Audio By Carbonatix
Managing Director of the Electricity Company of Ghana (ECG), Samuel Dubik Mahama, says the company intends to meter all its distribution transformers across the country to fight power theft.
According to him, the electricity company loses millions of cedis annually as a result of power theft.
He mentioned that two out of every three prepaid meter has been tampered with, thus consumers are not paying the right tariffs.
He was speaking in relation to a nationwide anti-power theft/ electricity bill collection exercise which has seen both private and public institutions being disconnected for failure to pay their tariffs.

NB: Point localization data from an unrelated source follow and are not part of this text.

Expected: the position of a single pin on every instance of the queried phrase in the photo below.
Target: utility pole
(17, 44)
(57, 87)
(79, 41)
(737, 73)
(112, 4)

Speaking on JoyNews’ PM Express, he explained that this is part of effort to retrieve monies owed the electricity company.
“For every 10 customers, five of them are post-paid the other five are prepaid. With the five prepaid, three of them are legit, they haven’t tampered with their meter, two have tampered with their meter so they’re not paying what they’re supposed to be paying.
“They’re consumers alright, they’re on my record but they’re not paying the right tariff because they’ve either bypassed the meter or they’ve tampered with the meter. Let’s not forget we’ve discovered places where when the person was even building the house he had planned. So he’s built the pipers in the wall, so those things are so difficult to see with the naked eye,” he said.
Speaking about the meters for the distribution transformers, he mentioned that it will enable them measure how much power has been consumed in a particular area, and how much power has been unaccounted for.
“But very soon, after we meter all the distribution transformers, we will know how much power has been put into a specific transformer within an area, so now we have to compare it to each meter and that will be done by an algorithm by the system so we’ll know which houses to speak to, because tariffs cannot go up and you ever since it is the same 300 that you’re buying. So you never go up? Now we have data so we’re just collating all of that,” he said.
He urged all Ghanaians to go settle their electricity bills in order to avoid any embarrassment from electricity tariff collectors.
“I’ll just entreat the good people of Ghana to do the right thing. We all don’t want to be embarrassed. We all want to make sure we’re paying for the right service so when we’re demanding quality service, we as ECG will not have any moral right not to give you the quality service,” he said.